# Rudy Fernandez



## 29380 (Feb 23, 2009)

> jwquick Trail Blazers actively seeking trade for Rudy Fernandez according to agent Andy Miller. Boston, Chicago and New York are leading candidates


This would take care of our need for a 2.


----------



## Maldito21 (Jun 13, 2010)

Who do we give up? Knicks already said Chandler wasn't going to be part of any trade involving Fernandez. I personally think they will try to use Chandler in a bigger trade, maybe a melo or cp3 or some other difference maker.


----------



## Kiyaman (Aug 14, 2006)

Maldito21 said:


> Who do we give up? Knicks already said Chandler wasn't going to be part of any trade involving Fernandez. I personally think they will try to use Chandler in a bigger trade, maybe a melo or cp3 or some other difference maker.


I wish Knick fans would stop mentioning us getting the next team Franchise Player. 

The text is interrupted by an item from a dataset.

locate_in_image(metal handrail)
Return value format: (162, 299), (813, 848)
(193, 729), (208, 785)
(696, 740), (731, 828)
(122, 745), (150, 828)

If u think the Trevor Ariza trade made coach Larry Brown look bad.....
Trading Wilson Chandler in his ending contract season will make Knick management/headcoach look real bad. Especially to Portland who been in dire need of an offense/defense starting SF. 
Miller/Roy/Chandler/Aldridge/Oden or Priz, that starting lineup would make the Western Conference angry as hell at the Knicks. 

The Knicks best bet at SG is to resign T-Mac to 1 or 2 years so Azu/Walker/Feilds could pickup pointers from T-Mac veteranship.


----------



## Maldito21 (Jun 13, 2010)

Knicks already stated that Chandler will not be included in any trade involving Rudy. Did I not mention that already?


----------



## rocketeer (Oct 7, 2002)

Kiyaman said:


> Especially to Portland who been in dire need of an offense/defense starting SF.
> Miller/Roy/Chandler/Aldridge/Oden or Priz, that starting lineup would make the Western Conference angry as hell at the Knicks.


ever heard of batum? he's a small forward and better than chandler.


----------



## TwinkieFoot (Jul 8, 2006)

How about a 3-way deal? We take Sasha Vujacic's $5 million contract and two first round picks in exchange for Bill Walker, then reroute our package from the Lakers with Chandler's contract for Rudy Fernandez and Joel Pryzbilla? It works financially and gets rid of the glut at the SF spot we have. We have currently have 4 SF's (Anthony Randolph, Danilo Gallinari, Wilson Chandler and Bill Walker) and Kelenna Azuibuike who can play spot duty at the 4. This essentially makes Chandler and Walker expendable.


----------